I just noticed this:
cap 10[58] = PCI-Express 2 legacy endpoint
Hm, very similar on my mcbin actually, even 1 more corrected error, but everything works
cap 10[58] = PCI-Express 2 legacy endpoint
That's just what the device is, that's static data IIUC. speed 8.0(8.0)
is the indication that it's running at Gen 3 speed. (And yeah it will always be at that speed before the driver loads, so this was not very useful unfortunately…)
Seems like link speed renegotiation is initiated from the GPU side firmware, and that parameter in the driver should tell it what speeds to support, so there kinda shouldn't be differences between Linux and FreeBSD in terms of that stuff.
To be sure: have you tested under Linux?
I have not had a chance to test under Linux, will try to get to that this week.
Meanwhile, I just saw this on the OpenBSD 6.9 release notes:
Fixed panics on the HoneyComb LX2K with amdgpu(4).

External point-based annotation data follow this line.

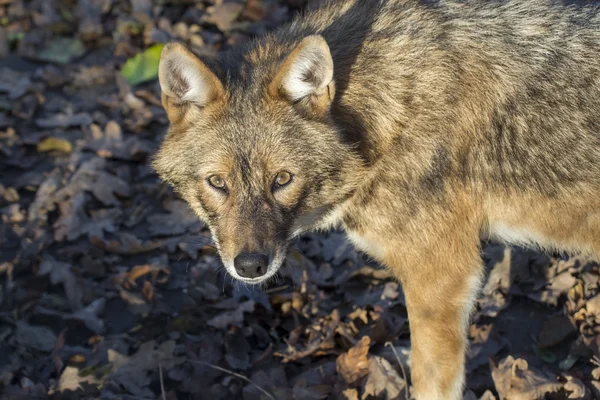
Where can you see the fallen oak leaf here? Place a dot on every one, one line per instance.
(60, 272)
(514, 380)
(383, 379)
(321, 340)
(71, 380)
(235, 317)
(354, 364)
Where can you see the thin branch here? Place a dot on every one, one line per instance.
(162, 383)
(242, 377)
(401, 367)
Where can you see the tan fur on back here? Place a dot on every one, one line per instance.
(446, 122)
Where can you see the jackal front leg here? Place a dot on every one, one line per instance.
(440, 285)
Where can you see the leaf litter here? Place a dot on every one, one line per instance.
(110, 286)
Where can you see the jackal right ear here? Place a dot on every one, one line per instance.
(185, 79)
(306, 75)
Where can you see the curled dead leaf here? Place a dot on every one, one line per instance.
(354, 364)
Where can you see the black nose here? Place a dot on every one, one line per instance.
(251, 265)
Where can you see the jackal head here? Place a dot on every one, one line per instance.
(252, 147)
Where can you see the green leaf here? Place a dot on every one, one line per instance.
(54, 144)
(62, 50)
(144, 66)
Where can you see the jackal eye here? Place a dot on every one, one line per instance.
(283, 178)
(217, 182)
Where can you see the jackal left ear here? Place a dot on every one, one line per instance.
(306, 75)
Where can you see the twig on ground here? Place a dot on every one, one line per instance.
(401, 367)
(242, 377)
(162, 383)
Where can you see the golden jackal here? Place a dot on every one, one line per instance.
(417, 126)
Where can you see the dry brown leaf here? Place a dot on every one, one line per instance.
(70, 380)
(576, 388)
(354, 364)
(361, 314)
(514, 380)
(148, 291)
(383, 380)
(350, 394)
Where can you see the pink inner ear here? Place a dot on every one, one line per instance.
(185, 77)
(310, 72)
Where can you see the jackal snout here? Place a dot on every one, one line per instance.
(251, 265)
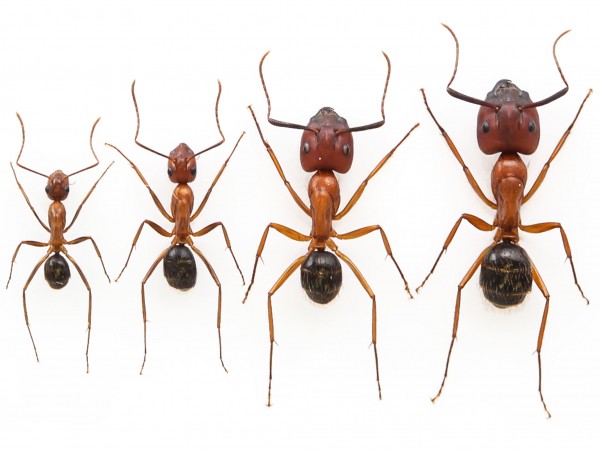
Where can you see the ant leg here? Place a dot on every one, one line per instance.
(461, 285)
(89, 238)
(144, 317)
(542, 287)
(289, 187)
(33, 244)
(282, 279)
(363, 185)
(371, 294)
(89, 329)
(27, 200)
(557, 149)
(33, 272)
(218, 283)
(456, 154)
(152, 225)
(87, 196)
(209, 191)
(211, 227)
(366, 230)
(292, 234)
(473, 220)
(155, 199)
(543, 227)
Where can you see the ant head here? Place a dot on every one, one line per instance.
(327, 143)
(510, 126)
(57, 188)
(182, 165)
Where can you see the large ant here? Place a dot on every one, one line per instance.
(179, 266)
(56, 268)
(326, 146)
(508, 124)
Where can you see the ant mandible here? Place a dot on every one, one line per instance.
(326, 146)
(179, 266)
(56, 267)
(508, 124)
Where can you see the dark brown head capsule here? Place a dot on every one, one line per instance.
(321, 276)
(505, 276)
(326, 145)
(182, 165)
(179, 268)
(508, 128)
(57, 188)
(56, 271)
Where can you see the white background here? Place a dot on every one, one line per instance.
(66, 63)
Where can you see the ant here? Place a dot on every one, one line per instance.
(179, 266)
(508, 123)
(56, 267)
(326, 146)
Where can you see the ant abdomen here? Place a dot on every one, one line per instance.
(179, 267)
(505, 276)
(321, 276)
(56, 271)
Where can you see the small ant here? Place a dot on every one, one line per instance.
(508, 123)
(56, 268)
(326, 146)
(179, 266)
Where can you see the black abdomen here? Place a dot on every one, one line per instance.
(56, 271)
(179, 268)
(321, 276)
(505, 276)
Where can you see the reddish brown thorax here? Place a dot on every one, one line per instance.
(182, 165)
(325, 146)
(324, 195)
(57, 188)
(510, 128)
(509, 176)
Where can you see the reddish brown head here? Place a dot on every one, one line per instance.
(182, 165)
(510, 126)
(57, 188)
(327, 143)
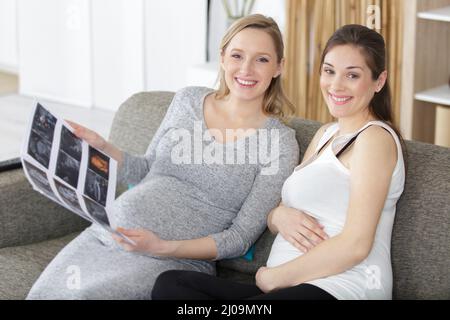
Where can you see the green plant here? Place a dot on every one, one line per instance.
(240, 8)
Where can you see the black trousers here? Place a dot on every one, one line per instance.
(191, 285)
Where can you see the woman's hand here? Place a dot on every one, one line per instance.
(96, 140)
(91, 137)
(297, 227)
(146, 242)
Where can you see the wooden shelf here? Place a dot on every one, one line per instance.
(439, 95)
(441, 14)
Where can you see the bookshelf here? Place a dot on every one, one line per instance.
(425, 111)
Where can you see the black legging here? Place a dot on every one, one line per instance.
(191, 285)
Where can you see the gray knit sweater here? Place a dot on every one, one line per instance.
(187, 186)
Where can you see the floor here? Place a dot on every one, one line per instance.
(15, 114)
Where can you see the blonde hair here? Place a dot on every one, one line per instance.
(275, 102)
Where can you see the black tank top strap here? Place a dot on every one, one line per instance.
(350, 142)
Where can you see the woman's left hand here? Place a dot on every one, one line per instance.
(146, 241)
(266, 279)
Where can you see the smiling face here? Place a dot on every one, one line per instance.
(249, 63)
(347, 83)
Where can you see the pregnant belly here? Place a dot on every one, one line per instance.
(283, 251)
(169, 208)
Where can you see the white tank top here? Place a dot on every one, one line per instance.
(321, 188)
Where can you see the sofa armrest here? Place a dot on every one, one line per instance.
(26, 216)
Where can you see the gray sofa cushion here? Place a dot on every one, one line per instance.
(39, 218)
(421, 234)
(21, 266)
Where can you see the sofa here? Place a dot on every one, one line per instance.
(33, 229)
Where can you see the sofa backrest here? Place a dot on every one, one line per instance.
(421, 235)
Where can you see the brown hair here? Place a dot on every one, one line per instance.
(275, 102)
(373, 48)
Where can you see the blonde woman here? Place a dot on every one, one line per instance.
(186, 212)
(350, 181)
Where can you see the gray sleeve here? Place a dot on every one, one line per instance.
(265, 195)
(134, 168)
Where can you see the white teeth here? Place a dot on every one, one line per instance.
(245, 82)
(339, 99)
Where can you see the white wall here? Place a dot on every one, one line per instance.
(8, 36)
(118, 51)
(175, 36)
(55, 50)
(99, 52)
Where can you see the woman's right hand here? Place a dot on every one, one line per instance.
(90, 136)
(297, 227)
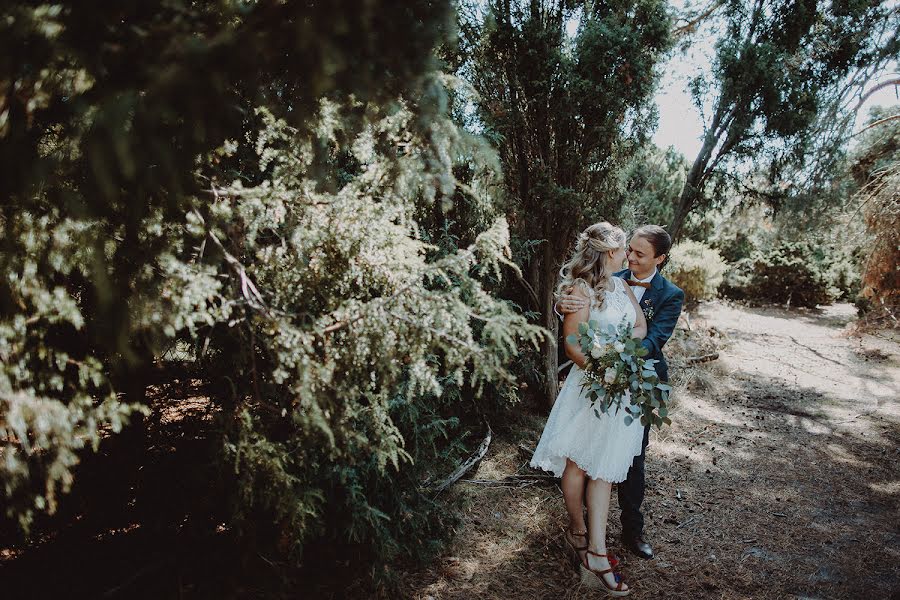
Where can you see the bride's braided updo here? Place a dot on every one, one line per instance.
(588, 262)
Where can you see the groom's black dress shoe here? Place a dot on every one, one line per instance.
(640, 547)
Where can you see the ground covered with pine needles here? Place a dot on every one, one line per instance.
(779, 478)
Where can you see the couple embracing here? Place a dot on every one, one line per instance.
(589, 450)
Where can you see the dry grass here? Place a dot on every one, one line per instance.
(768, 485)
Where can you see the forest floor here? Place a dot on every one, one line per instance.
(780, 476)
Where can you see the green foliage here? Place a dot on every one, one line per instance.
(875, 167)
(653, 179)
(783, 94)
(796, 273)
(697, 269)
(565, 113)
(358, 330)
(337, 304)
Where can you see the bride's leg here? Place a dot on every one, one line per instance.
(573, 481)
(598, 493)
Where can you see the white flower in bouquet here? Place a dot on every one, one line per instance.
(610, 375)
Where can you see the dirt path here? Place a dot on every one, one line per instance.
(779, 478)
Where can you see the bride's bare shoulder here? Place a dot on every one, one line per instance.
(581, 289)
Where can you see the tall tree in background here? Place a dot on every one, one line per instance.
(565, 113)
(778, 94)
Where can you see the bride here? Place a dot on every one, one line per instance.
(576, 444)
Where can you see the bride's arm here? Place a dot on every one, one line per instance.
(570, 326)
(640, 323)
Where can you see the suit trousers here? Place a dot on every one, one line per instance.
(631, 494)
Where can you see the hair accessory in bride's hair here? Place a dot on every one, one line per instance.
(597, 244)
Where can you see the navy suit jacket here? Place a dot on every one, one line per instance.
(665, 299)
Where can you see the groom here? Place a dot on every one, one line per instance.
(661, 301)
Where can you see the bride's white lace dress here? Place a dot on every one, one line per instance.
(604, 448)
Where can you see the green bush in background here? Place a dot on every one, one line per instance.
(794, 273)
(697, 269)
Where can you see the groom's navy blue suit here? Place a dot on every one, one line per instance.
(661, 304)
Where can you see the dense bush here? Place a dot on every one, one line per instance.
(343, 354)
(795, 273)
(697, 269)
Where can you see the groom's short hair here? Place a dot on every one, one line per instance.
(658, 237)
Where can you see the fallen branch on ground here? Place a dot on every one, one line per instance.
(701, 359)
(466, 466)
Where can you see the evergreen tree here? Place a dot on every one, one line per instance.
(778, 93)
(565, 112)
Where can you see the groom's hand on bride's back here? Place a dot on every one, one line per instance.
(568, 303)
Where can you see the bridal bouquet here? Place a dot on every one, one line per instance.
(615, 365)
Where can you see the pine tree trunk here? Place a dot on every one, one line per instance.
(551, 322)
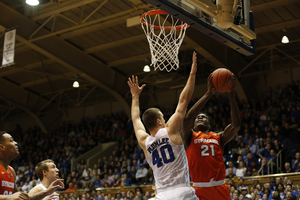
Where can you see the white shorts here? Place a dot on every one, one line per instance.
(178, 193)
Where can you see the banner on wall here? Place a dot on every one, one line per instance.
(9, 48)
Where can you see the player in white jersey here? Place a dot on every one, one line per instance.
(164, 147)
(47, 172)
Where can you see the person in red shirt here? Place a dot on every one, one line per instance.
(8, 188)
(204, 148)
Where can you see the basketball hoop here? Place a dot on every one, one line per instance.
(165, 36)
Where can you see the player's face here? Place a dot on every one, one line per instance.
(52, 173)
(161, 119)
(10, 146)
(202, 121)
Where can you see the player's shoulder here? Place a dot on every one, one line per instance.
(35, 189)
(12, 170)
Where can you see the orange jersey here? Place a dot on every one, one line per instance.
(205, 157)
(7, 181)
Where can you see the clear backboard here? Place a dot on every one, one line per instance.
(228, 21)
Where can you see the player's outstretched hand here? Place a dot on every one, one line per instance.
(133, 84)
(52, 196)
(210, 87)
(194, 65)
(58, 183)
(18, 196)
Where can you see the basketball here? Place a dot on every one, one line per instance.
(222, 79)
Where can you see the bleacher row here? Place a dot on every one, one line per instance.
(273, 116)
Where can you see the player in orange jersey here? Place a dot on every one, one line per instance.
(204, 148)
(8, 188)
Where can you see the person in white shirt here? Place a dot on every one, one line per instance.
(252, 147)
(48, 174)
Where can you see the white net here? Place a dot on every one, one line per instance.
(165, 35)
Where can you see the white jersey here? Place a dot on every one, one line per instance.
(168, 162)
(44, 188)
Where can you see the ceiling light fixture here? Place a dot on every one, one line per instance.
(76, 84)
(146, 68)
(32, 2)
(285, 39)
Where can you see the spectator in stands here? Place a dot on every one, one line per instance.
(264, 166)
(254, 166)
(241, 148)
(117, 180)
(252, 147)
(246, 137)
(250, 159)
(244, 156)
(277, 146)
(261, 147)
(266, 152)
(98, 182)
(278, 180)
(275, 195)
(287, 168)
(240, 169)
(289, 196)
(241, 185)
(296, 162)
(289, 188)
(280, 190)
(132, 175)
(141, 174)
(230, 165)
(230, 173)
(235, 195)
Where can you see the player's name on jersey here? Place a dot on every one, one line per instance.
(8, 184)
(202, 140)
(157, 143)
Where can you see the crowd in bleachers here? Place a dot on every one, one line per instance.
(270, 124)
(276, 189)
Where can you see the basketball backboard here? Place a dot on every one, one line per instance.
(227, 21)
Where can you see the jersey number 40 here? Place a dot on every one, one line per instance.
(164, 150)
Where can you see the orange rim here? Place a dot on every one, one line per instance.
(160, 12)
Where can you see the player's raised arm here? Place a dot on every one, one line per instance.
(176, 119)
(188, 122)
(231, 130)
(139, 128)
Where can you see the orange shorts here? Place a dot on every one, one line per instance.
(220, 192)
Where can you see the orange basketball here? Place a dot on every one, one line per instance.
(222, 79)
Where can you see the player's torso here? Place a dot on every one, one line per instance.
(7, 181)
(44, 188)
(205, 157)
(167, 160)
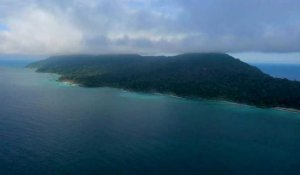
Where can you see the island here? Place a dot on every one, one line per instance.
(192, 75)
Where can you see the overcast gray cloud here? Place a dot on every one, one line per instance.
(148, 26)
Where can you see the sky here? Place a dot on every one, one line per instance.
(256, 30)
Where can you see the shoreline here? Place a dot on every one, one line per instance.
(74, 83)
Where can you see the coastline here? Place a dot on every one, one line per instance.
(74, 83)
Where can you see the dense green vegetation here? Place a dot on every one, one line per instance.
(206, 75)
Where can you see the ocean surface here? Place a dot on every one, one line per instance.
(47, 127)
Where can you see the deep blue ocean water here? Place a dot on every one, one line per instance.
(47, 127)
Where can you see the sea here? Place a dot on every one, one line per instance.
(51, 128)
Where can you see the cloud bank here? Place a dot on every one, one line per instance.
(148, 27)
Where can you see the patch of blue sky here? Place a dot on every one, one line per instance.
(3, 27)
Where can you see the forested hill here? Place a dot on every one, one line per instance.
(206, 75)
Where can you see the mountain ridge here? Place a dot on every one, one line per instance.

That got me to this commit: https://github.com/openbsd/src/commit/9e1dc75e2daa85a654de4a3aeb461dca3f921917
From bluerise on Discord:
That only helped a little. The one thing that helped a lot, but still doesn‘t fix all, was switching from WT (for write-combine mappings) to DEVICE.
That got me to this commit: openbsd/src@9e1dc75
Huh.
Linux' iowrite32/ioread32 explicitly contain barriers
Well, our implementations do too.
Even though there is an odd "XXX This is all x86 specific" comment, it works fine on the MACCHIATObin so we can be sure there's nothing affecting arm64-in-general. Looking at the impl, ioread32
does readl
which is
__io_br(); // __compiler_membar() // __asm __volatile(" " : : : "memory")
v = le32toh(__raw_readl(addr));
__io_ar(); // rmb() ifdef rmb // defined as dmb(ld) in arm64/include/atomic.h
and that's how it is on Linux too.
switching from WT (for write-combine mappings) to DEVICE
Sorry, forgot to answer - Yes, still the early board rev, but I haven't had problems with PCI in months.
Confirmed the WX 2100 works just fine with drm-fbsd13-kmod-5.4.92.g20210419
in stable/13-n245876-088dbb4b8d3
on amd64. Waiting on some new USB drives in the mail so I can make a bootable Linux because somehow I ran out of spare thumb drives...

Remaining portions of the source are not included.